The title of this book at first seems misleading. When one thinks of ‘future cities’ of the past, the usual suspects are places like classical Athens, renaissance Florence, 19th century Paris, or 20th century New York where new forms of urban existence were pioneered and new types of space came into being. Brook’s subjects – St Petersburg, Shanghai, Mumbai and Dubai – are stories of mistranslated attempts to repeat the successes of the Western world in areas with highly specific histories of their own. But this is the point – as the balance of power in the world becomes more multipolar, each growing global metropolis must find its own route through the urban precedents set by Western cultures. It is these ‘masquerades of modernity’ that Brook seeks.

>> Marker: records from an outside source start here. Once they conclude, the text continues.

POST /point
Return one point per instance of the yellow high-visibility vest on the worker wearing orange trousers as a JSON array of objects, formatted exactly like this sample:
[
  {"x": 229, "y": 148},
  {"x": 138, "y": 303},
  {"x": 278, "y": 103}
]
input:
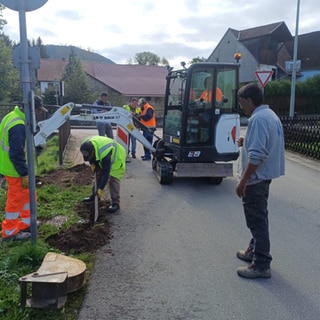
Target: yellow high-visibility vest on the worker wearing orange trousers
[{"x": 12, "y": 119}]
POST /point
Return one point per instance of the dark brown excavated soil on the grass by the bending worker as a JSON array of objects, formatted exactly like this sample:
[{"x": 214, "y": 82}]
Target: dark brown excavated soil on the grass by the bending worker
[{"x": 84, "y": 236}]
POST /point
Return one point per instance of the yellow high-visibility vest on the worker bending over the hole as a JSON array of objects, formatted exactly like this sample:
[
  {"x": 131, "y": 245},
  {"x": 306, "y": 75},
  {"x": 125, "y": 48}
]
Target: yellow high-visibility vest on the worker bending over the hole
[{"x": 103, "y": 146}]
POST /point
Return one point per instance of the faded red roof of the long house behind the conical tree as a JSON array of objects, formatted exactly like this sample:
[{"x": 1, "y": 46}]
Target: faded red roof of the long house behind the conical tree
[{"x": 129, "y": 80}]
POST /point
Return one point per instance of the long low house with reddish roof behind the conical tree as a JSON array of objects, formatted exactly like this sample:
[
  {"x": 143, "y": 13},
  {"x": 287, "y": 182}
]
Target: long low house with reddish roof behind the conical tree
[{"x": 122, "y": 82}]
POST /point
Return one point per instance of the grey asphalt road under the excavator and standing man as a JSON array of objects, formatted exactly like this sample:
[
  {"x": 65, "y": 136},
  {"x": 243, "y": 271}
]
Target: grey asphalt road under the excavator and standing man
[{"x": 172, "y": 255}]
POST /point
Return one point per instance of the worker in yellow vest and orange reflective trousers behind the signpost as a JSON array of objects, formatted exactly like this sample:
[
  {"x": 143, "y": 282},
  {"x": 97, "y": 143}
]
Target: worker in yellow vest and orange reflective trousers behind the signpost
[{"x": 13, "y": 166}]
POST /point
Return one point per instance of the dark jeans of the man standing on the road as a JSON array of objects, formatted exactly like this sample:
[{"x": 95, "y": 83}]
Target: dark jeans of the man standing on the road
[{"x": 255, "y": 205}]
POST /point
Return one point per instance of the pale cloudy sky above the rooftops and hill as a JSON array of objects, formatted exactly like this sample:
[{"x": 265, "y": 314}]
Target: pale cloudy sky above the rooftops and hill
[{"x": 178, "y": 30}]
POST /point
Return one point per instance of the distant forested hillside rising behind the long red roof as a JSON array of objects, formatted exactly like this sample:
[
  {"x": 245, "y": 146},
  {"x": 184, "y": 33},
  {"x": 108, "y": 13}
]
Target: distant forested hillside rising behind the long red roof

Each of the subject cities has a story to tell of its janus-faced relationship with the West. St Petersburg is perhaps the clearest, with Peter the Great returning from his travels across Europe in the early 18th century with a passion to create a brand new city of learning and trade, facing west towards the Atlantic rather than back towards Siberia. Of course, to create this beautiful dream required the nightmarish toil of multitudes of serfs, still living a feudal life that hadn’t existed in the west for hundreds of years. In future generations, leaders as diverse as Catherine the Great, Stalin and Vladimir Putin would turn alternately towards and away from the West as they hacked their way through history.

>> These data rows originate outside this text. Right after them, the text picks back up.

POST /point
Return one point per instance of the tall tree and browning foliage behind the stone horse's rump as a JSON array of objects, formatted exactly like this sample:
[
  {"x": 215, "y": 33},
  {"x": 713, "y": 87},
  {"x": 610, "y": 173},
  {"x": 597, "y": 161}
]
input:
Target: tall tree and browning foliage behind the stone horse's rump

Brook tells an excellent story, with an admirable desire to speak about all people. From tsars and sheikhs to serfs and coolies, not to mention many architects, the experience of life in these hybrid cities is vividly conveyed. A major theme is the way local elites reckoned with their conflicted identities. For example, in 19th century India, condescending British imperial ‘improvement’ created an educated class of Indians who were forbidden to exercise any form of self-determination. In Shanghai around the same time, a lawless cosmopolitan capitalism meant anyone could hope to make a fortune in the grey area between opium running and more ‘legitimate’ trading.

 

Credit: Daniel brook

Mumbai offered a different future when the University of Bombay was built: colonial improvement.

Against those who in the last decade breathlessly proclaimed Dubai’s urbanism to be without precedent, Brook teases out numerous conditions common to all the cities, whether hubristic land reclamation projects, pastiche buildings by architects who’d never visited, the suspension of laws to facilitate trade, or the collective lunacy of property bubbles. While sometimes too generous to the vulgarity of exploitative elites both Western and local, Brook is frustrated by the condition of all four cities, still seemingly trapped in the economic, political and existential problems of their past. 

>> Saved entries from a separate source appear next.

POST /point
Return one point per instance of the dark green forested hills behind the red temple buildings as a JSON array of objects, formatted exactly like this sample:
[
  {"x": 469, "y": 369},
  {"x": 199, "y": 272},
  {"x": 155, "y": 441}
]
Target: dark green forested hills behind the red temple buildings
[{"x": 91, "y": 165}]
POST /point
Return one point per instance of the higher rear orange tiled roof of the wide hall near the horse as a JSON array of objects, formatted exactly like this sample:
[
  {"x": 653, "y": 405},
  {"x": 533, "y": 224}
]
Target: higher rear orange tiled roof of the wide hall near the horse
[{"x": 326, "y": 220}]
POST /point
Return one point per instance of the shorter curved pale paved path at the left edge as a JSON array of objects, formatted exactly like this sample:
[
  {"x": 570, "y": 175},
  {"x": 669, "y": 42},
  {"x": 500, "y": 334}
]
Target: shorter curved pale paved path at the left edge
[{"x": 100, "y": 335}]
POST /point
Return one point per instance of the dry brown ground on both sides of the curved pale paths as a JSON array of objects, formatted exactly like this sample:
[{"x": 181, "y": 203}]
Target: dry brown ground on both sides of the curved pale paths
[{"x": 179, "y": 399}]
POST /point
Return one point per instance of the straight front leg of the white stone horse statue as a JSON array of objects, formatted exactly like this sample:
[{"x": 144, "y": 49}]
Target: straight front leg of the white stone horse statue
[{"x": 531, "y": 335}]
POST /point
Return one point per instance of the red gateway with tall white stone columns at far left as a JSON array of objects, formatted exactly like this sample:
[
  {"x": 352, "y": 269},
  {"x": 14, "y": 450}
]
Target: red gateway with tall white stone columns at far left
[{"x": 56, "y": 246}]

The work with which this book has most affinity is Marshal Berman’s 1982 All that is solid melts into air. But Brook’s work lacks a sense of modernity as rupture. For Brook, modernity seems to be about cosmopolitanism, the complex mixing of disparate cultures through trade. But if that’s true, there’s no reason to exclude pre-modern Venice or even ancient Rome from his schema. Avoiding a dialectical approach allows Brook to make mistakes such as favouring Art Deco over modernism, refusing to acknowledge what separates decorative luxury architecture in a modern style from a universalist aesthetic response to the new world of Fordism and total war. Despite this, there is much to enjoy in this timely and accessible contribution to our debates on the future of the city.